Should I invest in property or shares?


In these uncertain times of slow property markets and crashing share prices, are you still tossing up best place to park your hard earned money for maximum chances of capital growth? You may be surprised by the latest thinking on the matter. 

According to the latest Russell Investments/ASX Long-Term Investing report, property still trumps Australian shares when it comes to each asset class’s performance over the last 10 and 20 years – after costs are taken into account, but before tax.

Over the last 20 years, residential investment property scored a return of 9% p.a., with Australian shares coming in second at 8.7% p.a. The 10-year story is similar, with property scoring 8%, and Australian shares 6.1%. 

Even after tax is taken into account, property beats Australian shares over the last 10 years, with its returns at the lowest and highest marginal tax rates coming in at 7.2% and 5.8% respectively. This beats Australian shares into second place by some margin, with its scores at the lowest and highest tax rates coming in at 6.5% and 4.6%. 

But the 20-year, after-tax, picture sees the tide turn in favour of Aussie shares, says the report. It came up with lowest and highest tax rate returns of 9% and 7% respectively for Aussie shares, while property came in second at 8.1% and 6.6%. 

“Once gearing is incorporated (i.e. borrowing money to invest), residential property continues to outperform Australian shares at both the lowest and highest marginal tax rates over 10 years. In contrast, when extending the data period, Australian shares outperform residential investment property over 20 years once gearing is incorporated,” says the report. “These results are similar to the analysis without gearing.” 

Don’t panic 

But the report doesn’t dismiss the long-term performance of residential property outright. It clubs both property and Australian shares into what it calls the “growth assets” class, stating that growth assets “delivered superior returns compared to more conservative asset classes such as cash and fixed income, over the 10 and 20 year periods to 31 December 2011”. 

Nonetheless, the 20-year results will no doubt please the Australian Securities Exchange (ASX), who commissioned the report. According to ASX business development manager Jonathan Morgan, it “highlights the desirability for investors of keeping a long-term perspective”, adding that it also offers “practical examples on the benefits of many exchange traded investments compared to other categories”. 

In news that may come as a surprise to investors who have been keeping an eye on the ASX’s recent headline-grabbing drops, Russell’s director of consulting and advisory services Greg Liddell stated that “the investment fundamentals of residential property are becoming less attractive compared to listed shares”. 

“The main risks for residential property relate to relatively high valuations and the prospect of further deleveraging by Australian households,” he said. “Low rental yields will make it difficult for residential property to outperform listed shares as an investment over the next decade.”

Safe as houses?

So is property still a safe bet? Rich Harvey, managing director of, believes so. 

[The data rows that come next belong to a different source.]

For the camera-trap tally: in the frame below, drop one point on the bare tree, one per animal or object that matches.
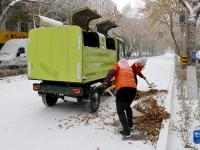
(193, 7)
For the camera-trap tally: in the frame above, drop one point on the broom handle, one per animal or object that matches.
(148, 83)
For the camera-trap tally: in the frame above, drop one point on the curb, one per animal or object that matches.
(163, 136)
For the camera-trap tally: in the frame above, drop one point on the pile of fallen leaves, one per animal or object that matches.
(6, 72)
(149, 93)
(151, 122)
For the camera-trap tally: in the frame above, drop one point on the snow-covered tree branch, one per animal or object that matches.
(10, 5)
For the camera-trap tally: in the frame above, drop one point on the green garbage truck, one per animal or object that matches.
(71, 60)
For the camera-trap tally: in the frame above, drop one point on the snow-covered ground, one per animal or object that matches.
(25, 123)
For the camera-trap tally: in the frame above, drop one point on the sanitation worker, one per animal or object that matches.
(137, 68)
(126, 91)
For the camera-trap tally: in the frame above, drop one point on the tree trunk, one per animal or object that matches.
(191, 43)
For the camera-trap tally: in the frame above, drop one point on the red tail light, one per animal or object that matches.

“A lot of sentiment in the share market can be driven by fear or greed,” he told Your Investment Property. “People buy property because they need a roof over their head. It is always going to be a pretty stable investment.” 

Harvey added that stock holders have little individual control over their investments: “You can’t renovate shares, unless you’re the manager or director of a company. With property, you can change the nature of the asset if you want.” 

Heavily leveraged equity investors also run the risk of being margin called if stock suddenly decreases in value.

“Say you’ve got $100,000 in shares with a 70% loan to value ratio and that ratio goes down to 50%, you’ve got to stump up another $20,000 and you’ll either give them the cash for it, or they will sell down part of your portfolio to pay for it. You can lose 20% of your portfolio quite quickly,” said Harvey. “Meanwhile, during the GFC, RP Data estimated that national median house prices only declined about 3.7% from peak to trough. You don’t get the dramatic swings and roundabouts [with property] that you get with shares.” 

And, while global events can have an instant and dramatic effect on the value of a share portfolio, Harvey noted that it’s important to keep a level head when estimating the impact of global events on your property holdings. 

“If there is a Greek debt default, how does that really affect the fact that you have got a two-bedroom apartment in Surry Hills? What’s the real impact?” he asked. “While there has been economic uncertainty and people have remained in their jobs, they have been paying down their debts and mortgages and increasing the savings ratio.”

And if you’re truly concerned, he suggested taking some precautionary measures to get you through the hard times.

“Create a line of credit and get a buffer in place,” he said. “Factor in repayments at 2% higher than you’re currently paying, so that if something changes you won’t be caught short… and hold on and ride out the rough times. We’re not going to be in a great depression forever, we go through cycles.”